# Herps from around newcastle



## jordanmulder (Sep 12, 2011)

Hi all,
well spring is here and reptiles are beginning to get active, Here are some finds from around newcastle most of these are from differing locations and were not found in one herping spot, no spectacular finds but I'm pretty happy to be finding them. Please feel free to correct me on an ID if I have made a mistake 

Damn the attachments didn't work any body know how to upload photos from Photo bucket?


----------



## Ambush (Sep 12, 2011)

Hit the image icon .. You get any pics from Wallsend near Wallsend High? Heaps of Beardies there.


----------



## Australis (Sep 12, 2011)

Jordan,
You just copy and paste the links for each photo from your photobucket albums. Copy the links that have




at the end. Various types of link are either beside or beneath each image. 
I look forward to seeing your photos.

Matt.


----------



## jordanmulder (Sep 12, 2011)

awesome thanks guys, I actualy didn't know about that area near wallsend! I'll be sure to try it next time.

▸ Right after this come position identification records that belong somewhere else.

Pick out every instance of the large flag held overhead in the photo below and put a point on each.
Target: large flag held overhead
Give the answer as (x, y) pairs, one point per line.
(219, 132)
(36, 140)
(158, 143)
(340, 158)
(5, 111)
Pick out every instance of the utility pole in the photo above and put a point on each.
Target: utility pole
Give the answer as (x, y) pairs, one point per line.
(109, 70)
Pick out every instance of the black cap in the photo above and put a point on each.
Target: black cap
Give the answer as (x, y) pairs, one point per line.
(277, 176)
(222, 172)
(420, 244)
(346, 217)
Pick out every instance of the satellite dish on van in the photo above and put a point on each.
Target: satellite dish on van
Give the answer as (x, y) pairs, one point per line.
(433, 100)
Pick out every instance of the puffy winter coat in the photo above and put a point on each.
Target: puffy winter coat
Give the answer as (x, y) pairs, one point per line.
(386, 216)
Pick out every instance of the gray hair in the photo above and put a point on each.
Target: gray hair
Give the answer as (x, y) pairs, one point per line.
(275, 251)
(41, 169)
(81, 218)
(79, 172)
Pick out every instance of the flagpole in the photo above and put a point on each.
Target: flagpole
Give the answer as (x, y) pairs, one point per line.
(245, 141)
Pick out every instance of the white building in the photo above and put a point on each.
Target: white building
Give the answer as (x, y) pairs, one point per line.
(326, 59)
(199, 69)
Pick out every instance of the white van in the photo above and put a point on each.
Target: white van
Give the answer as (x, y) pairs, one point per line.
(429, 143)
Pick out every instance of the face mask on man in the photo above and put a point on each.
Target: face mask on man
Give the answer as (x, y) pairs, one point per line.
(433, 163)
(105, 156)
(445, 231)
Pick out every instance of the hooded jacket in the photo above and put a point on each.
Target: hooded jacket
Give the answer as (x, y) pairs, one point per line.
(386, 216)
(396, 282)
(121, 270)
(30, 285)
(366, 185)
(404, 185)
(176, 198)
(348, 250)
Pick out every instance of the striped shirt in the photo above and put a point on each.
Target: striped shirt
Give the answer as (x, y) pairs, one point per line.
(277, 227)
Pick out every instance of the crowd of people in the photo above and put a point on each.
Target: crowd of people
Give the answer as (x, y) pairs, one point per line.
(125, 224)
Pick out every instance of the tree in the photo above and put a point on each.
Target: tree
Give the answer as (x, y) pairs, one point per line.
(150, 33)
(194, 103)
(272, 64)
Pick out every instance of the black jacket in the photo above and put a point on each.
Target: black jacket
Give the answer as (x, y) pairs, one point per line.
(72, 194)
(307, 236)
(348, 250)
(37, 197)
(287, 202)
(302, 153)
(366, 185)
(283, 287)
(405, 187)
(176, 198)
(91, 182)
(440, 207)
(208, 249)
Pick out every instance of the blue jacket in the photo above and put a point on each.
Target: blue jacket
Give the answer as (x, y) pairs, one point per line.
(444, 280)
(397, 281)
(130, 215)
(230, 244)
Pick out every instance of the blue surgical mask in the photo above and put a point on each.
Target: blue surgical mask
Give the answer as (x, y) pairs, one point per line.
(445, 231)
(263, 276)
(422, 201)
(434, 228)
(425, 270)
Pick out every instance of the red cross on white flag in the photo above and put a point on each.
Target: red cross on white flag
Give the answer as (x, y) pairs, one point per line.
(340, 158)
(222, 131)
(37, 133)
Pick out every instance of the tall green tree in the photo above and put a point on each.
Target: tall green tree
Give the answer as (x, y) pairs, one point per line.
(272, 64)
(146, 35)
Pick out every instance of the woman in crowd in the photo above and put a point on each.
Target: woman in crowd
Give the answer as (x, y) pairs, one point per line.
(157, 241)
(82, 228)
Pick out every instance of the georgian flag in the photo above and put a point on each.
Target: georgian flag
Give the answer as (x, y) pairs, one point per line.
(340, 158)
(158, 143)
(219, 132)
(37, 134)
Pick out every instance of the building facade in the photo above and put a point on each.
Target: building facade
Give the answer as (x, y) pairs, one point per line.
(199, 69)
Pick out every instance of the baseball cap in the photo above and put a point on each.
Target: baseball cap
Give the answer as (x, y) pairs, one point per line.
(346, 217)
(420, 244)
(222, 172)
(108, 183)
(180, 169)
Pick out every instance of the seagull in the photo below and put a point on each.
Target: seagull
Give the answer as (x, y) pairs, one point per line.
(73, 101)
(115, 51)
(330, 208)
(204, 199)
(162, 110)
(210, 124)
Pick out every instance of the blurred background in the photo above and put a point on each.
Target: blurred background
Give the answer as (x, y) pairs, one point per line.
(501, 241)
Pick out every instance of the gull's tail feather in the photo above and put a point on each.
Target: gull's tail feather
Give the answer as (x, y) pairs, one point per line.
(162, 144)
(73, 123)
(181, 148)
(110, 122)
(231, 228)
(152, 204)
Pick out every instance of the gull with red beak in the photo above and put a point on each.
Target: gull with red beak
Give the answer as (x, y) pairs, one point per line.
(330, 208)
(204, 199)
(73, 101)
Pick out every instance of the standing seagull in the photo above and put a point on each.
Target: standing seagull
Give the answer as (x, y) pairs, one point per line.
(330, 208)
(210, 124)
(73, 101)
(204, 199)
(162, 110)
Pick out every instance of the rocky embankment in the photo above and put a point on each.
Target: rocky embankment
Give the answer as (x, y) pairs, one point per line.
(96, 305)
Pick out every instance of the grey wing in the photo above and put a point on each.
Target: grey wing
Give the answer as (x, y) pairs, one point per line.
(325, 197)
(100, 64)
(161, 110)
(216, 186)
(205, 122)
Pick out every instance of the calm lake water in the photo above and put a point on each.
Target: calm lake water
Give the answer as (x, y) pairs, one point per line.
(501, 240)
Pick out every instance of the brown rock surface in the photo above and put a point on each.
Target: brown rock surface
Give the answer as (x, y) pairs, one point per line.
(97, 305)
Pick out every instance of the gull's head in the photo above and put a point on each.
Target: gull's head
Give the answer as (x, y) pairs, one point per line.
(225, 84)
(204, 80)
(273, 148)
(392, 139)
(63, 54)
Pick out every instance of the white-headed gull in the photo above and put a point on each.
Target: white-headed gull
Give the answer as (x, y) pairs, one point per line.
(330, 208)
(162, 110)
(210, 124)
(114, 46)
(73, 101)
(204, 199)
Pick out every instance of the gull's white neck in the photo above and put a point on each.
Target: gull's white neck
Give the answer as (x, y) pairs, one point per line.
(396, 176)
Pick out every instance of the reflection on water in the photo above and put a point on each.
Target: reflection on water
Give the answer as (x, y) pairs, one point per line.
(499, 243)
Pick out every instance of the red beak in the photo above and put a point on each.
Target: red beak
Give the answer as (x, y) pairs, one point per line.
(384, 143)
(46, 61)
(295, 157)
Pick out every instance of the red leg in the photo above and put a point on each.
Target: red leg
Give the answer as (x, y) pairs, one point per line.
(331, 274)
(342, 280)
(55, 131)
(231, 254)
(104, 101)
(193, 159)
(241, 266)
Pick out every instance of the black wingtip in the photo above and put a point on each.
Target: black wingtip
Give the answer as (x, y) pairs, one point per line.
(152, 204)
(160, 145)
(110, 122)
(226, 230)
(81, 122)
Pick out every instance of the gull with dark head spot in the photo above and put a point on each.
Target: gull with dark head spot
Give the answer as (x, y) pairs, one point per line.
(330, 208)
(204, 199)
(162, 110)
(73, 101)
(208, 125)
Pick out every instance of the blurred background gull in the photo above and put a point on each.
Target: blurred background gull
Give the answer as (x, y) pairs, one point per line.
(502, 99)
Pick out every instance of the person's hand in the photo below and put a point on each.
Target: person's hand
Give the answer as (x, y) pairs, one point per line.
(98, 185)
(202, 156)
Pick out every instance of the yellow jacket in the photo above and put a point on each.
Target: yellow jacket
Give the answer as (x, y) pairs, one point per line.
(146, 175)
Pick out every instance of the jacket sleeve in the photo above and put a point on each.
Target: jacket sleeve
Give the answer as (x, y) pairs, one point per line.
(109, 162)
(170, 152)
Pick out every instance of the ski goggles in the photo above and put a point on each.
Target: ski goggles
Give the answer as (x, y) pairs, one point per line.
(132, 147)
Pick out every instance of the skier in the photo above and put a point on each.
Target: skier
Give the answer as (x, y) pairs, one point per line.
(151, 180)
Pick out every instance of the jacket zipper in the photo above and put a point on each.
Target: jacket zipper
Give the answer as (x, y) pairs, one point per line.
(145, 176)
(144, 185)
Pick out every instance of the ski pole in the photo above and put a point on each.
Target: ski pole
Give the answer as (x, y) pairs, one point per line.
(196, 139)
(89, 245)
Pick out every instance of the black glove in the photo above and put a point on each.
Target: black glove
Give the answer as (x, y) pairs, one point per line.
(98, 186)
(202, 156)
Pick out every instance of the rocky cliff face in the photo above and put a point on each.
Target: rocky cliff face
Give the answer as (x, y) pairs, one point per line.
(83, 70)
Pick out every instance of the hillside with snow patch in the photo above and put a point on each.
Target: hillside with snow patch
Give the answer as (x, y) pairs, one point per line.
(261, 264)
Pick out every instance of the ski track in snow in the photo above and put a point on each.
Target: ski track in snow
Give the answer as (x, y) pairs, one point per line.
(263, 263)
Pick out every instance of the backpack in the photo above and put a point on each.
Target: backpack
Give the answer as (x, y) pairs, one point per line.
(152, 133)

Mods Pleas delete this thread!!!!


----------



## Ambush (Sep 12, 2011)

Lights at high school. go down near the swamp.. becarefull Red Bellies there also


----------



## jordanmulder (Sep 12, 2011)

Ambush said:


> Lights at high school. go down near the swamp.. becarefull Red Bellies there also


awesome I will try there, now check out the new thread that I just put up.


----------



## Ambush (Sep 12, 2011)

Yes just did,,, Great pics


----------